I mean, a much more attractive Cruella deVil.
"What about Emmett?" I asked.
"He'll be right behind you. I promise." He seemed to get the whole weight of the importance of Emmett making it through this.
"Ok." I tried to swallow. It didn't work. "It'll be fine," I convinced myself. I could feel my pulse slowing in the throb that swelled in my head. "Just get me out of here."
"OK. OK, let's see how long you can stay awake, OK?" OK seemed to be his favourite word. "I'm gonna count, and I want you to keep your eyes open for as long as you can." His timbre cracked a little as my eyelids drooped, but I snapped them wide open.

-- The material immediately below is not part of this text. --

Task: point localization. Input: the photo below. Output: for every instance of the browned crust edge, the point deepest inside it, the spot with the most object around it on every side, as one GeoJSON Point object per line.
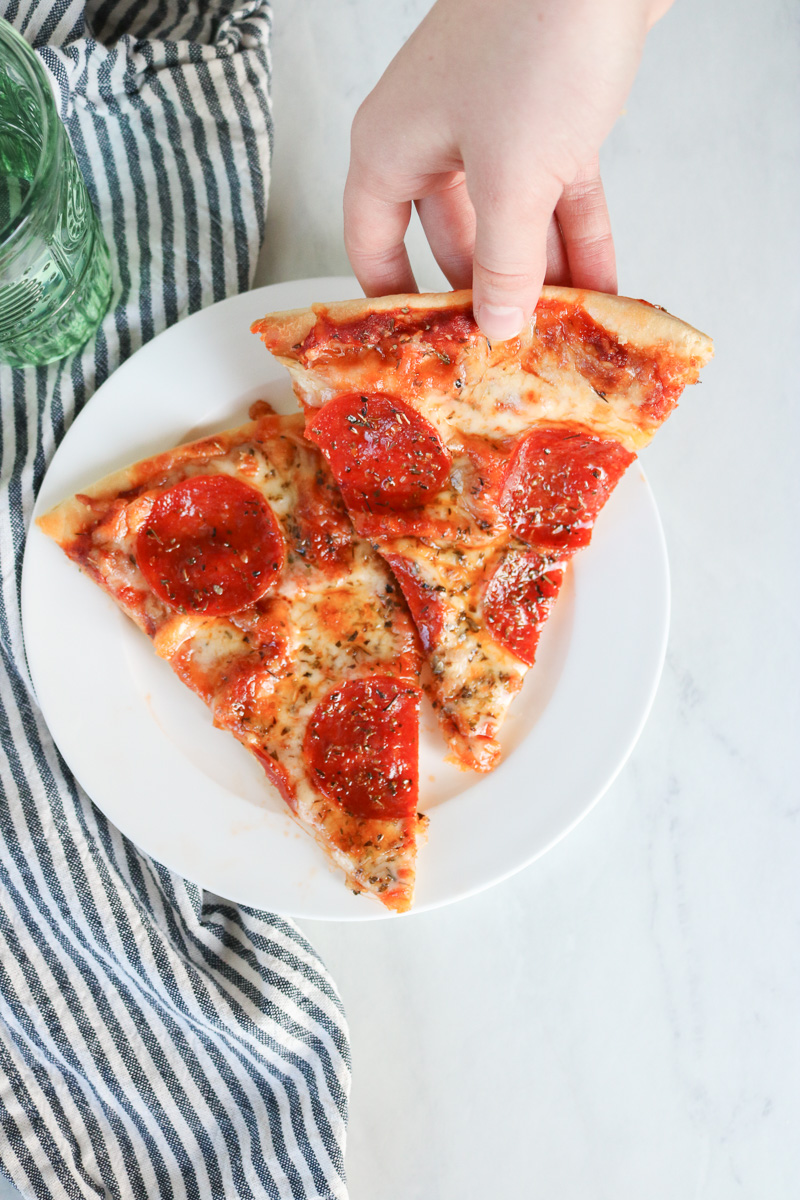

"One." He slid his hands from around my neck to under my back. I tried to hold my breath. Maybe a vacuum in my lungs would keep the sand still. The skin poking out of my torn clothes felt like they were exposed to a snowbank: he was soft and inviting, but biting cold.
Not that I cared much, at this point.
"Two." He slung my arm around his shoulders. The thick fabric of his hoodie was stiff and chilled.
"Three." That was the hardest part. Don't get me wrong, he lifted me easily. My head didn't like lolling around, though. I felt like throwing up and fainting at the same time.
"Four." He straightened his legs, hooking his staff around his neck.
"Five. Nononono, keep 'em open, or I'm going to have to start over!" He spoke bravely, with the same enthusiasm I'd use for a game of hide and seek with Emmett. It drew a smile out of me, but the sand... it was too much...
"Six." He stepped toward the white, and that's when everything went black.